Posted on: 4 September 2017


If your child participates in contact sports, it is possible that he or she will receive a concussion at some point. A concussion occurs when a physical impact causes the brain to hit the inside of your child's skull on the initial impact, then hit the skull again as the brain rebounds from the impact.

Here are three important things that you need to know about concussions and your child to ensure proper diagnosis and recovery in the future.

1. Children display behavioral symptoms.

Determining if your child has experienced a concussion can be challenging, since there may not be any physical signs of the injury. When an adult experiences a concussion, there are usually physical signs like fatigue, headache, and even drowsiness.

For children, the symptoms of a concussion tend to be more behavioral in nature. Your child may become more irritable and have trouble sleeping at night. Be sure that you are watching for behavioral changes in your child when trying to determine if an impact has resulted in a concussion.

2. Children often experience memory loss after concussion.

Your child's brain is still developing. Vital connections between the cells in the brain are still forming throughout your child's youth, a process known as myelination. Incomplete myelination is thought to be one of the reasons that your child could experience memory loss following a concussion.

Don't be alarmed if your child is active and walking around, but has no memory of incidents that took place right after sustaining a concussion.

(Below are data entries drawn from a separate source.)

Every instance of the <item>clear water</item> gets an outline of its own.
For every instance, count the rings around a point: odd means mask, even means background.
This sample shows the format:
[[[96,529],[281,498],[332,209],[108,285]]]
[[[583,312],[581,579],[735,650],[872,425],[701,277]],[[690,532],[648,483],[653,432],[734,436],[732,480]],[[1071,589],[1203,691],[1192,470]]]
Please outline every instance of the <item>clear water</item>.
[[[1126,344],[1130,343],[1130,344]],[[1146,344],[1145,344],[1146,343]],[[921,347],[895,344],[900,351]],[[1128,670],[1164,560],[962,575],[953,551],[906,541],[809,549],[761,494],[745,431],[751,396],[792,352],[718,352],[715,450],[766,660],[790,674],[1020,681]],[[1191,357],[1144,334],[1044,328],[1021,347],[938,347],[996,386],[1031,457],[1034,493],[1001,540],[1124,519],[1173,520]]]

Post-traumatic memory loss is more common in children who have experienced a concussion, but this symptom is temporary and will not affect your child's memory in the future.

3. Your child doesn't need to be sheltered after a concussion.

Once your child has experienced a concussion, you may be tempted to shelter him or her by keeping the child in a dark room for an extended period of time during recovery.

While limiting your child's intense physical activity during the recovery phase is important, it's also important that your child continues to be exposed to stimuli. It's perfectly fine for a child with a concussion to watch TV, read a book, or use a computer as long as these activities don't make the symptoms of their concussion worse.

Being able to understand your child's concussion and working with a neurosurgeon will help you more effectively diagnose and treat these brain injuries in the future.